Les armes de Guène dans cette guerre contre la fausse représentation sont finement sélectionnées. le mélange d'humour, d'optimisme, d'émotion, d'observation sociale et de commentaires politiques vicieux de Kiffe kiffe demain est à l'origine de son succès. Mais la réalité est agrémentée de merveilleux moments de comédie noire. Lorsqu'elles ne sont pas invitées au mariage d'un voisin sur le domaine, Doria commente qu'elle et sa mère n'avaient de toute façon aucun désir réel de faire partie de la «jetset».

le livre est une enquête sur ce que signifie être français. “Les gens disent que les gens comme moi devraient être plus intégrés”, dit Guène. 'Mais qu'est ce que ça veut dire? Je suis née en France, j'ai été dans une école française, je parle français, je vis en France.

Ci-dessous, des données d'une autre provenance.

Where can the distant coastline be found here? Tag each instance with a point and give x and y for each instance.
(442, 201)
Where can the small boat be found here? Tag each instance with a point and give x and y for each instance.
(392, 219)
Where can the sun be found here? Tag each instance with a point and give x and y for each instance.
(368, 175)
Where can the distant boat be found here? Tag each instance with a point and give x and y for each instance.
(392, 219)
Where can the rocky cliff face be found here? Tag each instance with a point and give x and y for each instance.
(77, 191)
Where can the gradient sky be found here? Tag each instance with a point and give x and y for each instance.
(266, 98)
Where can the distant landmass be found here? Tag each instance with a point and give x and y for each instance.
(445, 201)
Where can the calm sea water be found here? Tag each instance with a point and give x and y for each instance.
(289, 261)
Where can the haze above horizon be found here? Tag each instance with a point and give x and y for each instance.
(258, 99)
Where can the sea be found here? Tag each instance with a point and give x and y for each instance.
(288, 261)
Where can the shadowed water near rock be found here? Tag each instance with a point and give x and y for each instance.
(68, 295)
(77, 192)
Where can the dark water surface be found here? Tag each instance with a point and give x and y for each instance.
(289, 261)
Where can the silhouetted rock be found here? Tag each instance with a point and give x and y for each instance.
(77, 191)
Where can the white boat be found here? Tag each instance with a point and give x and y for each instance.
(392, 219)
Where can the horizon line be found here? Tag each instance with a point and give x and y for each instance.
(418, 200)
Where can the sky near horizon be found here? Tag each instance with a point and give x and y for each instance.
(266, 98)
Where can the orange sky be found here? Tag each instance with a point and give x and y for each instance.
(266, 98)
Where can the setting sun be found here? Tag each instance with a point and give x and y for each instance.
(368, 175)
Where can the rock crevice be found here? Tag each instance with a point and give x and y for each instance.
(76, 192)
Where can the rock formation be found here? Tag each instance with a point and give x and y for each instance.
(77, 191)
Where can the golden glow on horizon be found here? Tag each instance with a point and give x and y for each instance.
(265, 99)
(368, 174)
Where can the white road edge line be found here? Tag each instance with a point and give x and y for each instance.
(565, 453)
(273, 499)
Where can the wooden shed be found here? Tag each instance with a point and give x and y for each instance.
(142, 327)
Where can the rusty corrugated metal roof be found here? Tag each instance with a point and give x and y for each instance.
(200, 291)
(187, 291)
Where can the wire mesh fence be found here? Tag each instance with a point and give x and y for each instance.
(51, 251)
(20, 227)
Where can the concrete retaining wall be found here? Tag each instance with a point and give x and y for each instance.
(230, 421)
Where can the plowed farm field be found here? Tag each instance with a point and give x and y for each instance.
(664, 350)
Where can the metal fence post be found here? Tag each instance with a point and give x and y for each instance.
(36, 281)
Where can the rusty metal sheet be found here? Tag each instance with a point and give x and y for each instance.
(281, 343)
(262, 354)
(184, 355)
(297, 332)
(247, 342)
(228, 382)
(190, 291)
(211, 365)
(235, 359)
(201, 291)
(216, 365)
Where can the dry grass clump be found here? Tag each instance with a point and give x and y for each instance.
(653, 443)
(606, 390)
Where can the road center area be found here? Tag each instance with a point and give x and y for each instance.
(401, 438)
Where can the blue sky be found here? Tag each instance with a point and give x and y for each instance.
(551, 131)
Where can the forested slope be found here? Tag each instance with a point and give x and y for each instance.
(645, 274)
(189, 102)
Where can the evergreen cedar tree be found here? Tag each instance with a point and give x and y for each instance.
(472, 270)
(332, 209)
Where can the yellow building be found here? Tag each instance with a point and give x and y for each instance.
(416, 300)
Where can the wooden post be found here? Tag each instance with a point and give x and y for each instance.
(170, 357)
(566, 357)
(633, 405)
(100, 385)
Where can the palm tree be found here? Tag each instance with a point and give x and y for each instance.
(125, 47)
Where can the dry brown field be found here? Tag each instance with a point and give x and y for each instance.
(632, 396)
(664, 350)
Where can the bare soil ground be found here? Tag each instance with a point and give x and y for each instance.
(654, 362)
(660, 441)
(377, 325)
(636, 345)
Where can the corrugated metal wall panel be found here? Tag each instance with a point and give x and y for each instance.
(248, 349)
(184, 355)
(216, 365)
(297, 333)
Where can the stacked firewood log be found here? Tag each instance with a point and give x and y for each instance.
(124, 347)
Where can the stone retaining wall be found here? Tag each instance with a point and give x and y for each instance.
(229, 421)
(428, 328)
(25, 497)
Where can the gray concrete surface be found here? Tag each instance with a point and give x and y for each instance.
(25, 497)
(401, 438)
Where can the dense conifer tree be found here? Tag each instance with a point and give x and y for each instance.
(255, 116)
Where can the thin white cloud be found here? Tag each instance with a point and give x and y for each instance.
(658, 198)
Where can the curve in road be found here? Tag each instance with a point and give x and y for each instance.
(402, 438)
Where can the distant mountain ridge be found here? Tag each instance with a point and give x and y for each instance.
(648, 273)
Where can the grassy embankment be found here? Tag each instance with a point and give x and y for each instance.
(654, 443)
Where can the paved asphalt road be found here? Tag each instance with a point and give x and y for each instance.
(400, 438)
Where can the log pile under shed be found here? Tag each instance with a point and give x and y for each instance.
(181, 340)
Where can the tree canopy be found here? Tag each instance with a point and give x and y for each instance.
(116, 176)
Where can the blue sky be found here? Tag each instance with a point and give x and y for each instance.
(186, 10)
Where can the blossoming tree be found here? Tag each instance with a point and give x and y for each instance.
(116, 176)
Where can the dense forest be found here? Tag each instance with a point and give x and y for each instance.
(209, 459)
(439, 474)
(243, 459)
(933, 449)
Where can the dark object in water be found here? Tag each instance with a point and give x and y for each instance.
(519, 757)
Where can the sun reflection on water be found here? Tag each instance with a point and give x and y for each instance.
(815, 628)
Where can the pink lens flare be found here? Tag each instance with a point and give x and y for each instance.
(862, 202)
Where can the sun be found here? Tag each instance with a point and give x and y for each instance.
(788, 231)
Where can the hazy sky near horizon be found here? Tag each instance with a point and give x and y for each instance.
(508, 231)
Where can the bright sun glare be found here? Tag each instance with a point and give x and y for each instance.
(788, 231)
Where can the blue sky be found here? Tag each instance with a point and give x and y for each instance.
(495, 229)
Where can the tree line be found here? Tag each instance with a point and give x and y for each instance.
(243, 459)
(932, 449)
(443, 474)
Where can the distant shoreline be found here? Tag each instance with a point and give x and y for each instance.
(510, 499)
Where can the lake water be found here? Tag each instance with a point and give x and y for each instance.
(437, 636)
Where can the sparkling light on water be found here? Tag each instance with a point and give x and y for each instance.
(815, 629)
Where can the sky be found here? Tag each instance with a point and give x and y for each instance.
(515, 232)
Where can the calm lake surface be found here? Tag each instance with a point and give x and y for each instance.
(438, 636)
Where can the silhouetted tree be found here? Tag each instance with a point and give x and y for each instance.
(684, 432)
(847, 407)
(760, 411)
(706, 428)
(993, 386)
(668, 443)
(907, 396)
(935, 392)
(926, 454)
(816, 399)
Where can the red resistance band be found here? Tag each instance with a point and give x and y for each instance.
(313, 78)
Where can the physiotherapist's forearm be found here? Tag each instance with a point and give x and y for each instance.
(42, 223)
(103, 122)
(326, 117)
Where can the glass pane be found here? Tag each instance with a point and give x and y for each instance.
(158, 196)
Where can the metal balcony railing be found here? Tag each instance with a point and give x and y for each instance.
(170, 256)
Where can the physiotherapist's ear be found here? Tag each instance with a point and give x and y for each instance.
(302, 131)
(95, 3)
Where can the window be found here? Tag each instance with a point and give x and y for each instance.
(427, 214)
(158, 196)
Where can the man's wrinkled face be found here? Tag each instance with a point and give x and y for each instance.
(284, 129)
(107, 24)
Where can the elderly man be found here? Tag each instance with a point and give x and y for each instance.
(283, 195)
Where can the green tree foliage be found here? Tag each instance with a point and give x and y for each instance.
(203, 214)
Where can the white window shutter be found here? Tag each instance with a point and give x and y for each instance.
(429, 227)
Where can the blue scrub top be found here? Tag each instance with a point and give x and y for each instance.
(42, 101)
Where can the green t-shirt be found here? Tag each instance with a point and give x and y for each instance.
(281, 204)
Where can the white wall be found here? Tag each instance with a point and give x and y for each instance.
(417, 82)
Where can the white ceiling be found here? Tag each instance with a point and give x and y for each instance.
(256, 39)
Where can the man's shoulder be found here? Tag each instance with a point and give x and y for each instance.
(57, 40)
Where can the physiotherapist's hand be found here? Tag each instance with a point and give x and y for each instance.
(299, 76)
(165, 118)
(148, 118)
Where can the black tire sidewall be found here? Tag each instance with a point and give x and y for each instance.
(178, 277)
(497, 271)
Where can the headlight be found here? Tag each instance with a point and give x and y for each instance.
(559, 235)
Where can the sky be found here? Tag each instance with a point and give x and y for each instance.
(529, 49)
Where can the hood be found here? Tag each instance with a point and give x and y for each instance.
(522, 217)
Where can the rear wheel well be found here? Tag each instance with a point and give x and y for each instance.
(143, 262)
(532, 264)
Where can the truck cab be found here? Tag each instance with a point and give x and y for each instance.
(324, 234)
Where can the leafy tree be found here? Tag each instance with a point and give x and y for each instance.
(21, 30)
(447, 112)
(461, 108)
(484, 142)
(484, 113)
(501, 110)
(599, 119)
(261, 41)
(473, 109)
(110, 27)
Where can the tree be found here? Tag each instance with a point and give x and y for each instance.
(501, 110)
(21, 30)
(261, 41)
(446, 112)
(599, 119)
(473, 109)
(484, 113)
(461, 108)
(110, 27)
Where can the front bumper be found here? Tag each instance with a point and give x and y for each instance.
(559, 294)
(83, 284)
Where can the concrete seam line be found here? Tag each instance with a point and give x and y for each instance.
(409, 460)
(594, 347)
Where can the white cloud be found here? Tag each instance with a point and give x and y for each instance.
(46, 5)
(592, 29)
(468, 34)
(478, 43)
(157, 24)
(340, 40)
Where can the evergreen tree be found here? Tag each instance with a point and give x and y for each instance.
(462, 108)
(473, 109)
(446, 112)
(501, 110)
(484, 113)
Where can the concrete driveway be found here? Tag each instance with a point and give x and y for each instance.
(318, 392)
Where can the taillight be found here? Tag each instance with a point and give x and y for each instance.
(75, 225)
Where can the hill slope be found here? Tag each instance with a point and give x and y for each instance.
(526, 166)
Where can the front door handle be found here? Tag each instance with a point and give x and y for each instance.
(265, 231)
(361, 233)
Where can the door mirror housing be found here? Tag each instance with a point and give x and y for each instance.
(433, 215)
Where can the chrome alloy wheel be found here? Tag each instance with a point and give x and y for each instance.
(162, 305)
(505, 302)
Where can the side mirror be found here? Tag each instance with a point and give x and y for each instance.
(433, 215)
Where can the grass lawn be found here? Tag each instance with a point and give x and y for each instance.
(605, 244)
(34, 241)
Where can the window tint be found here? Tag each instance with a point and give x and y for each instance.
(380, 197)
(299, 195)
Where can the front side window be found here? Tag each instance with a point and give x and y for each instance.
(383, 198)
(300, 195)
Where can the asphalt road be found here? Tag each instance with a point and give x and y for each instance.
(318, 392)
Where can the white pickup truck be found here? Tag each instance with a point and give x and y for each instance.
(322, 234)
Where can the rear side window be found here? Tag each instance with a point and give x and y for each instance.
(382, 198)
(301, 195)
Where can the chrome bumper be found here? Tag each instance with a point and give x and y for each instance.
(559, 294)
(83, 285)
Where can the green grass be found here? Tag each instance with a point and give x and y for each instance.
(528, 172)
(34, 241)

Il est difficile de faire les choses qui sont apparemment nécessaires pour être acceptées si cela signifie nier des choses qui font partie de ma culture. C'est comme si - et c'est un peu brutal mais c'est vrai - on nous disait [aux enfants d'immigrés] : "Vous êtes des enfants de la république, mais vous êtes des enfants bâtards. Vous êtes les bienvenus ici mais avec les conditions suivantes." '

Je me demande ce que signifie la France des 400 fromages, du vin, des grands musées et des galeries d'art aux Courtillières. "Les grands symboles de la France, la richesse culturelle etc... tout cela est inaccessible", dit-elle. "Cela n'a rien à voir avec moi ou nos vies."

La France, dit Guène, vit une illusion. "La république a des idéaux fantastiques mais ils ne fonctionnent pas dans la réalité, dans le concret." La France n'a jamais accepté son histoire coloniale. Mon père a connu la guerre, la guerre d'indépendance que les Algériens ont menée contre les Français de 1954 à 1962. « Nous avons eu des parents torturés et emprisonnés. Mais nous sommes français. Nous sommes donc partagés entre deux camps au passé profondément compliqué.”

Malgré les attaques cinglantes contre le système politique et social français, le livre n'est pas négatif. Doria est certes prise entre deux mondes mais ces deux mondes ont un pont entre eux. Les derniers chapitres sont optimistes.
C'est la République française, son message de liberté, d'égalité, de fraternité et le magnifique héritage de la culture française qui, malgré toutes les incompréhensions et les ressentiments, offre à Doria l'espoir, une voie à suivre et un chez-soi.